North shrugged. The need to be the alpha male in any and all situations? The urge to keep Hone and his spooks out of his company? The fact he didn’t need the distraction hours before an announcement that he was about to change the world? Whatever Hawke’s reasons, North had to focus on the more immediate problem of protecting Esme Sullivan Hawke, so that he could get Fang’s mother back home.

‘Something’s off,’ Fang said. ‘Not least because they’ve had a massive hack and he fires the guy responsible and moves on – completely fine. Wouldn’t you expect a man on that short a fuse still to be ranting about it?’

‘He’s got something bigger going on with Syd.’

‘Even so.’

North thought back to the photograph of the three men – Hawke the inventor, Rafferty the politician, and Kirkham the general.

‘He’s such an idiot I don’t even feel bad about this.’ She pulled a tiny drone out of her pocket and held it in the palm of her hand. At some point, she had managed to pluck one from the air without falling to her death.

‘Fang, you stole his intellectual property.’

‘Property is theft. I read that on a T-shirt.’ She slid it back into her pocket. ‘And this cutey basically flew into my jacket so it doesn’t count.’

North frowned. ‘I’ve seen what a drone can do out in the field. Esme didn’t mention the fact that they aren’t just about surveillance and espressos and shopping deliveries. The military don’t call them drones, they call them unmanned aircraft systems or unmanned aerial combat vehicles, and they can and do carry missiles.’

Fang raised an eyebrow. ‘Look at you, knowing things all by yourself, without me having to tell you.’

‘Not to ruin my rep, but who is Enrico Fermi? The guy quoted in the foyer.’

Fang looked wide-eyed at North’s ignorance, but he pretended not to notice. ‘Fermi built the world’s first nuclear reactor,’ she said ‘Chicago Pile-1. He used it to create a self-sustaining nuclear chain reaction. Part and parcel of how we have nuclear energy. Not to mention the two atomic bombs they dropped.’

Energy and bombs. Good and bad. North wondered whether Tobias thought there were parallels with his AI work.

‘And that pledge on the wall?’

‘As stated, it’s against autonomous weapons systems – weapons that identify, target and kill without being told to do it by a human. Shall I tell you something else you don’t know?’ Fang waited. He thought she was enjoying it. He nodded.

‘Derkind comes from the German. Der Kinder. Of the child. Derkind is also an anagram of the word “kindred”. Syd is family to Hawke. Unlike that guy he fired, apparently. I remember his name from the research – Paulie Holliday has been with them since 2013. Hawke recruited him after he read his thesis.’

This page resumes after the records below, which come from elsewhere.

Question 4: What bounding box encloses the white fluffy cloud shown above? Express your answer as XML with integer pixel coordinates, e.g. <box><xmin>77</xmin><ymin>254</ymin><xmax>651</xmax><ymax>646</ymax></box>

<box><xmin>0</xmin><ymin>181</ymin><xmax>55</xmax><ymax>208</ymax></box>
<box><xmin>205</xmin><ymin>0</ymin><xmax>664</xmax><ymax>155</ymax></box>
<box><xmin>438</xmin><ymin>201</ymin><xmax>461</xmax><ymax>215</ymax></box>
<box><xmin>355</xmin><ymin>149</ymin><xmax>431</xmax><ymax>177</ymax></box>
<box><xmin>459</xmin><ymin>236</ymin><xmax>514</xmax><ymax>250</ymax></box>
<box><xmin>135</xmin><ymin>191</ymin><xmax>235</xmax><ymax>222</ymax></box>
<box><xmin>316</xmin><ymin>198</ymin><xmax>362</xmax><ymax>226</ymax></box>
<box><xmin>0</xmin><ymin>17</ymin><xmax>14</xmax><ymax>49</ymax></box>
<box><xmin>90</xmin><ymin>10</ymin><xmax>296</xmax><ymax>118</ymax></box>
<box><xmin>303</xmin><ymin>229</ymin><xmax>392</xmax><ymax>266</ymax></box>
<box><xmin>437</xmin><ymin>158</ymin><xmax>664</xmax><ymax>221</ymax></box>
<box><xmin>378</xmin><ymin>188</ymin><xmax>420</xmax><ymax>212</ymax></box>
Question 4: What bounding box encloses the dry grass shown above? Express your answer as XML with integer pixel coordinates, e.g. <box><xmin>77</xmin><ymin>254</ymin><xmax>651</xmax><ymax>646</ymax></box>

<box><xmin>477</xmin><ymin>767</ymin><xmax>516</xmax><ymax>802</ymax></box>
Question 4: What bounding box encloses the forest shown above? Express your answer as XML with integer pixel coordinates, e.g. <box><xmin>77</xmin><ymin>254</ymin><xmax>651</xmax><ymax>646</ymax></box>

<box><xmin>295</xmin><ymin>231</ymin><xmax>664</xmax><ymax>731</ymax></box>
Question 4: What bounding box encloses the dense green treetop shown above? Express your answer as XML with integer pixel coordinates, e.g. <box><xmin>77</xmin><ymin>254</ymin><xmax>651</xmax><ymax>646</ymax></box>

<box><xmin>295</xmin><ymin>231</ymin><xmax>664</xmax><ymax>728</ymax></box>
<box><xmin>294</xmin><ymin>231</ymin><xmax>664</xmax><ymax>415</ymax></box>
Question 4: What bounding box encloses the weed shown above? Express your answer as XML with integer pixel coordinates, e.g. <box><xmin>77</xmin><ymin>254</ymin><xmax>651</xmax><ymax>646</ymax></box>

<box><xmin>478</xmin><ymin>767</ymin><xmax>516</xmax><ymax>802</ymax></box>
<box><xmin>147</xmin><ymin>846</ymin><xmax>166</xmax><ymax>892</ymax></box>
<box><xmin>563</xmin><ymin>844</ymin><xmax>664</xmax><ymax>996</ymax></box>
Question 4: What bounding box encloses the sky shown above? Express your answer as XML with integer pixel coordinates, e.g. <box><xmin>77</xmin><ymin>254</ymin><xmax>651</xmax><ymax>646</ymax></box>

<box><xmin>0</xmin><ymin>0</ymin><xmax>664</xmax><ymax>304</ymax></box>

Hawke had shown no emotion about Paulie Holliday. No regret or anger.

A colleague had cleared Paulie’s desk for him – acquired a cardboard box, swept his personal possessions into it and sent it all down to Jarrod at reception to be biked round. But why would someone who had been with Tobias and Esme for years choose to leak a medical tech program days before the company went public with Syd? North didn’t claim to know much about AI, but even he knew that Syd was huge. From the outside, working at Derkind, with its espresso drones and its superintelligent computer, looked like Nerd Heaven. Even before the global launch of a transformative intelligent learning system. So why would Paulie, or anyone else, not want to be part of that? Why would Paulie sabotage his own career at the very moment the company was about to go stratospheric?

‘This is what we do know: Esme was attacked in her own home and almost killed,’ North said, holding up his index finger.

‘There was a massive leak of intellectual property and the guy blamed for it was fired.’ Fang held up two fingers.

‘They have a “conscious” computer, which is going to be huge.’ North held up three fingers and briefly wondered if it looked like he was a boy scout swearing allegiance to the monarch.

‘And Tobias Hawke is a jerk.’ Fang tucked her thumb into her palm and held up four fingers.

‘What we have to do now is figure out if those things are connected,’ North said. ‘Let’s start with the ex-employee of the month, Paulie Holliday. Maybe he can tell us.’

North figured Fang’s mood could only improve if he told her to head back to Plug’s and hack into Derkind’s employment records for Paulie’s address. Paulie had to know something – the question was what?